Tidak terasa sudah hari terakhir aku berada di kampung halamanku. Senin esok aku harus kembali menjalankan aktivitas sebagai pekerja seperti sedia kala. Tidak perlu dipertanyakan lagi, lima hari tentu bukan waktu yang cukup untuk mengobati rasa rindu terhadap keluarga. Tetapi kewajiban tetaplah kewajiban yang harus dilakukan.
Berhubung ini adalah hari minggu, maka tidak ada alasan bahwa salah satu anggota keluarga absen mengantarku ke bandara. Selepas menunaikan ibadah sholat dzuhur, aku dan keluarga langsung menuju bandara.
"Gery dimana?" Tanya ayah seraya menurunkan koperku dari bagasi. Aku dan ayah mengikuti langkah ibu yang berada di depan kami mendekati area keberangkatan domestik.
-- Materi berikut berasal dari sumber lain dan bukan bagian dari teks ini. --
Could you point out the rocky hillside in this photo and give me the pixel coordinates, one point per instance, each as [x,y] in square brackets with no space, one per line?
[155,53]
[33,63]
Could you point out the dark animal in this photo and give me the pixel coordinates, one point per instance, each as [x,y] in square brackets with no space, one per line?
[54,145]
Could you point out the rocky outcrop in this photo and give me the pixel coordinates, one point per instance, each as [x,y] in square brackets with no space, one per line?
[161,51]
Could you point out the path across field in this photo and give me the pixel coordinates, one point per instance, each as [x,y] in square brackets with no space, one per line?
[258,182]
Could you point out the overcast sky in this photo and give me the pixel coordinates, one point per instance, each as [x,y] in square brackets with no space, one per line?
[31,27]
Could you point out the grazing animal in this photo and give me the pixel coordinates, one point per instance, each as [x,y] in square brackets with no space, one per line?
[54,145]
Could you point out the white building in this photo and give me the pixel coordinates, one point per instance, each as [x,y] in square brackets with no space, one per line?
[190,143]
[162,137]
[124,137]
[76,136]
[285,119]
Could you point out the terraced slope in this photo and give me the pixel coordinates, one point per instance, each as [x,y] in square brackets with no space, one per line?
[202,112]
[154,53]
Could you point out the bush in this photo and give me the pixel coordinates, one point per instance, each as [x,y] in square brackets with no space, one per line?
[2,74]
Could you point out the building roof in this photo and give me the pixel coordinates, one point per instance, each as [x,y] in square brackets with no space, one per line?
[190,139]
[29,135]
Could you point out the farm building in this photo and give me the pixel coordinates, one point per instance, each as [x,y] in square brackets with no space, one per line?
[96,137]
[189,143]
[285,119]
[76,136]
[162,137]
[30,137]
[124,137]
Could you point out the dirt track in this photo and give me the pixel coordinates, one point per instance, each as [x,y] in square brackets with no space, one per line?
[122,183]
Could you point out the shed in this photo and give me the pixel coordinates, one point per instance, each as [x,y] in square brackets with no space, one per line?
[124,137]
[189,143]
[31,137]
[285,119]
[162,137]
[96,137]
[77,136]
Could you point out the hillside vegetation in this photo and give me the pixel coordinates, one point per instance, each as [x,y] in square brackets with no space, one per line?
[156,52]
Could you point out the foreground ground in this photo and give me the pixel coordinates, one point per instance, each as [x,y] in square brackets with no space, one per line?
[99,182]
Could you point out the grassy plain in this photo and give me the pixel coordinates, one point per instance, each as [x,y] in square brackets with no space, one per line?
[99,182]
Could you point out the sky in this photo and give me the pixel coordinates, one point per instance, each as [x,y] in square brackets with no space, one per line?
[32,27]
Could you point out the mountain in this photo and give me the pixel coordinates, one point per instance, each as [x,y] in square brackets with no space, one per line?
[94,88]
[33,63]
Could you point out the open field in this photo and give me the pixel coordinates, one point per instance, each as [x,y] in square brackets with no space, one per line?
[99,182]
Faris kembali melajukan mobil menuju parkiran sebelum menyusul kami disini.
"Sebentar lagi sampai." Ayah mengangguk pelan sebagai respon dari jawabanku.
Aku melebarkan langkah kakiku demi mencapai posisi di samping ibu. Segera kulingkarkan kedua tanganku pada lengan kiri ibu dan menyandarkan kepala di pundaknya seraya berjalan. Kurasakan pergerakan sebagai respon terkejut dari tindakan spontanku barusan."Ganjen ah. Mau pingsan nih, Ibu. Ga kuat kamu gantungin gitu." Ibu menggerak-gerakkan bahu kirinya sebagai bentuk protesan dari kelakuanku.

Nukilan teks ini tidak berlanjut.